A new study that evaluated the potential effects of replacing typical snack foods with almonds and other tree nuts shows that this simple swap would decrease empty calories, solid fats, saturated fat and sodium in the diet, while increasing intake of key nutrients.  The study, funded by the Almond Board of California and conducted by researchers at the University of Washington, was published in Nutrition Journal.

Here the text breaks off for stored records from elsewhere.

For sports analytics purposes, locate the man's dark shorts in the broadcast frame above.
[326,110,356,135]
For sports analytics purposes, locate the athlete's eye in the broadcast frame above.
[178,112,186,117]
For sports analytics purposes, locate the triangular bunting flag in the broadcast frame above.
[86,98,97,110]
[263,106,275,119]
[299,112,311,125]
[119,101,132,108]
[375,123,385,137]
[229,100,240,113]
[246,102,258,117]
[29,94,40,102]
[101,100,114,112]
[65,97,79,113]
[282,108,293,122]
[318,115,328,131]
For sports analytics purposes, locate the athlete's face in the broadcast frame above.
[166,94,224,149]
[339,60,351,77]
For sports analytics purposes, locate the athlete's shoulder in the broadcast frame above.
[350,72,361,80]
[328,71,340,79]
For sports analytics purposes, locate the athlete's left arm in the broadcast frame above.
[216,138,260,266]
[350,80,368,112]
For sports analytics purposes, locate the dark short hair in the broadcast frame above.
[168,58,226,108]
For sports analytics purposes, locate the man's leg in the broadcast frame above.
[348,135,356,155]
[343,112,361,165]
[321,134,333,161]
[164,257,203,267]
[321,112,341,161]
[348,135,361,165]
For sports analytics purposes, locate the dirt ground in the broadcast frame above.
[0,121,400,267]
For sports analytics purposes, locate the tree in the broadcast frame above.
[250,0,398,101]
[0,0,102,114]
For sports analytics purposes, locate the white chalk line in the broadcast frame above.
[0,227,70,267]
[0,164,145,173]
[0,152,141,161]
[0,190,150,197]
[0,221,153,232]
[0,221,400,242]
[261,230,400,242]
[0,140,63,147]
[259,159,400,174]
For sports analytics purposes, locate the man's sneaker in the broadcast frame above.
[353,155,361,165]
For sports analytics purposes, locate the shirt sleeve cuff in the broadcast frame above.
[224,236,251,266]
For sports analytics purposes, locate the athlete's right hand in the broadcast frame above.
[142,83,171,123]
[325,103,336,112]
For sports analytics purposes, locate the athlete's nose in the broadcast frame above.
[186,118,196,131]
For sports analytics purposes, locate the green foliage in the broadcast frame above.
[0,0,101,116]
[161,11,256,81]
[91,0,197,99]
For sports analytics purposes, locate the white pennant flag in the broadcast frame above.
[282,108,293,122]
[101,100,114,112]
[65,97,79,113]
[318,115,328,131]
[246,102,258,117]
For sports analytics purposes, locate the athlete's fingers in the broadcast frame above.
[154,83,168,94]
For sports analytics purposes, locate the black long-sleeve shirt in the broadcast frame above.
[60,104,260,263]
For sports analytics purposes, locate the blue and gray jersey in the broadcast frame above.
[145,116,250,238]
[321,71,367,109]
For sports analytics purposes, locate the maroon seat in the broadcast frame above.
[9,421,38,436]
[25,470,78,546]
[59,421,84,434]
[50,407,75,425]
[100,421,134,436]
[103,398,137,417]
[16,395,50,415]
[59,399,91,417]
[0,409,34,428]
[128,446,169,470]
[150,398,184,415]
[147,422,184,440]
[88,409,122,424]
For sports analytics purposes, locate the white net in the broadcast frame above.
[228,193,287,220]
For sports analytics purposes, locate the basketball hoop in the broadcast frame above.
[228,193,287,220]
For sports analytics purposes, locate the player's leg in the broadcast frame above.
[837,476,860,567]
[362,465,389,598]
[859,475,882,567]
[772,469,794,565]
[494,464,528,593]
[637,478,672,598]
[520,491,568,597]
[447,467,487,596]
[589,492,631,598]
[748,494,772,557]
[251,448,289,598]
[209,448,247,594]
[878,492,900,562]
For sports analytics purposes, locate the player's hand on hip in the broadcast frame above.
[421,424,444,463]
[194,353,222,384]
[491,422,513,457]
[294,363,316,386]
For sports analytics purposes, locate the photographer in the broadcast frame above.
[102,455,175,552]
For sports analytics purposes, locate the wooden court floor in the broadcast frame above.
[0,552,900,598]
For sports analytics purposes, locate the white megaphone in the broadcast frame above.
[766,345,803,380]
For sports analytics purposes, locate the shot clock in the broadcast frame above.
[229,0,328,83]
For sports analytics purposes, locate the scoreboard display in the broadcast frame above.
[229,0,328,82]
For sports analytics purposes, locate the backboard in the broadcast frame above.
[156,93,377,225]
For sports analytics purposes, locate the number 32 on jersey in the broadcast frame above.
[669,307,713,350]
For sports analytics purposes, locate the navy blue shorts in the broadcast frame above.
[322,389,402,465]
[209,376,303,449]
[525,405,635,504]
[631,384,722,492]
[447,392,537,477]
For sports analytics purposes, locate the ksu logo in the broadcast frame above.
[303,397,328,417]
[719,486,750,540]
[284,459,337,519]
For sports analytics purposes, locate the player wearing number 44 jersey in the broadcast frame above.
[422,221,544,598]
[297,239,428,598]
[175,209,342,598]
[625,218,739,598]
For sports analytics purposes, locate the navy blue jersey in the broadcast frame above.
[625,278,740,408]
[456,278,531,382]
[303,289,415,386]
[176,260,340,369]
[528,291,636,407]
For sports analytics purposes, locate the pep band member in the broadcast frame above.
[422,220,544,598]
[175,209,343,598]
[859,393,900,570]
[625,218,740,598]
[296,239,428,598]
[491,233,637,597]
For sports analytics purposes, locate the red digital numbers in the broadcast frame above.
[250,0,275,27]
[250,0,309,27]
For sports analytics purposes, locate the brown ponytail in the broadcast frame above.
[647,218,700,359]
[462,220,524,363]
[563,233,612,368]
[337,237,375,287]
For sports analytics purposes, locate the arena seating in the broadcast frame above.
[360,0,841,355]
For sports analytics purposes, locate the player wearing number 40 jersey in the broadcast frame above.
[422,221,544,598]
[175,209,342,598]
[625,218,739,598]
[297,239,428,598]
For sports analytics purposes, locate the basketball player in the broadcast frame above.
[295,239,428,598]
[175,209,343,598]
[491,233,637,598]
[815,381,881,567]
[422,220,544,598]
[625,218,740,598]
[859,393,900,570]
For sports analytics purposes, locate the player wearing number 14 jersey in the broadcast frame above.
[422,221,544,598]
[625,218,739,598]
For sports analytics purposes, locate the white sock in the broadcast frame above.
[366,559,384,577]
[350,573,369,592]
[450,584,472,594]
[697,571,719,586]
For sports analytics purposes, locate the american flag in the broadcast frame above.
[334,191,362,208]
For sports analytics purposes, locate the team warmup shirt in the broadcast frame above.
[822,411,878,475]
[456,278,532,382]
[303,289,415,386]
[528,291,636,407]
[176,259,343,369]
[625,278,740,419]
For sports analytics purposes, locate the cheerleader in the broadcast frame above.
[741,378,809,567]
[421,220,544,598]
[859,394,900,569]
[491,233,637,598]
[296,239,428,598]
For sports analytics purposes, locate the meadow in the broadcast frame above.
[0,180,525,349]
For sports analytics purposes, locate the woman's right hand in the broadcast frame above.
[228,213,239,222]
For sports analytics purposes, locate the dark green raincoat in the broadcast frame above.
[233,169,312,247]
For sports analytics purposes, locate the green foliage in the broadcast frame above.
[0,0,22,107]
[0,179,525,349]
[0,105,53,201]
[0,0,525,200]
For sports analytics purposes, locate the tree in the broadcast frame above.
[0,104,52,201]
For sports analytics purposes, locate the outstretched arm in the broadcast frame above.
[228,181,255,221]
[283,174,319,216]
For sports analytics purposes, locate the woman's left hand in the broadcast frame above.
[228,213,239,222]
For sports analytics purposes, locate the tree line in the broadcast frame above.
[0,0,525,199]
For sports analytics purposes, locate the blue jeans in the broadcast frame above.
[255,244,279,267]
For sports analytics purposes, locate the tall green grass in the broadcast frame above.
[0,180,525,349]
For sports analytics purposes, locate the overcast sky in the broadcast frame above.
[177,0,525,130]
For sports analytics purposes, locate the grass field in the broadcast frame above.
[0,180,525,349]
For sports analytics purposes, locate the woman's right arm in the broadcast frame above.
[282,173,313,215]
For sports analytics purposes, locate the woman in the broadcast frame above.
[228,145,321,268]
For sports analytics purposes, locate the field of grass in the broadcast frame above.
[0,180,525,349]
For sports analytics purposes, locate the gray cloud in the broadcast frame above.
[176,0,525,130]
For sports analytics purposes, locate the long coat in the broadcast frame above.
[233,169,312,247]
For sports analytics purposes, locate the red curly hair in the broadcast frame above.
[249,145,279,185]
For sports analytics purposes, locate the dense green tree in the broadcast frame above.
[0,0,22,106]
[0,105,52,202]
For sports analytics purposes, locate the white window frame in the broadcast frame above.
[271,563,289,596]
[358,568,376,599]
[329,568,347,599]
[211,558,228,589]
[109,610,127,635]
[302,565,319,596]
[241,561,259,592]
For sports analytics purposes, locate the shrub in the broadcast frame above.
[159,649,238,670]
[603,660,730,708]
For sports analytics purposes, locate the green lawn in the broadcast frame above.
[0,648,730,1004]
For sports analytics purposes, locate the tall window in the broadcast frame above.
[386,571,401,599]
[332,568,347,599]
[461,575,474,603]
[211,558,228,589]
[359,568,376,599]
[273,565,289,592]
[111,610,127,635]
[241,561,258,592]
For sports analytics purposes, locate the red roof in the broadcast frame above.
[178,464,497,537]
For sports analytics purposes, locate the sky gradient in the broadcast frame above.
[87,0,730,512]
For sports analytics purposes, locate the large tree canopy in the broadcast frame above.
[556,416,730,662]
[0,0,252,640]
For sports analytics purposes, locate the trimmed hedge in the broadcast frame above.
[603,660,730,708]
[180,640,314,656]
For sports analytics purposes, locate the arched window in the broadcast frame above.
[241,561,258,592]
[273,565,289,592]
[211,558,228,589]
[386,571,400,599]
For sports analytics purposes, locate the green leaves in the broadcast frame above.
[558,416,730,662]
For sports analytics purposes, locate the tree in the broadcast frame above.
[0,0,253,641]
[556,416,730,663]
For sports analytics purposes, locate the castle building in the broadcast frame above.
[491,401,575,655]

Using data of over 17,000 children and adults from the National Health and Nutrition Examination Survey* (NHANES; 2009-2012), the researchers applied food pattern modeling to assess the hypothetical impact of replacing all snack foods, excluding beverages, with tree nuts (model 1) and replacing all but "healthy" snack foods (whole grains, whole fruits and non-starchy vegetables) with tree nuts (model 2). Almonds are the most frequently consumed nut and in this study, 44% of all tree nuts eaten were almonds. Therefore, assessments using the NHANES data were repeated using almonds only.  All reported snacks were replaced calorie-for-calorie with almonds or other tree nuts, reflecting typical American consumption patterns. The Healthy Eating Index 2010, which measured adherence to the 2010 Dietary Guidelines for Americans, was used to assess diet quality.


Cookies and brownies, ice cream and frozen dairy desserts, cakes and pies, and candy containing chocolate were the predominant sources of snack calories under both models. Potato chips, pastries, popcorn, cheese, bread, apples, pretzels, bananas, cereal and cereal bars, yogurt and cold cuts each contributed more than 1% of snack calories.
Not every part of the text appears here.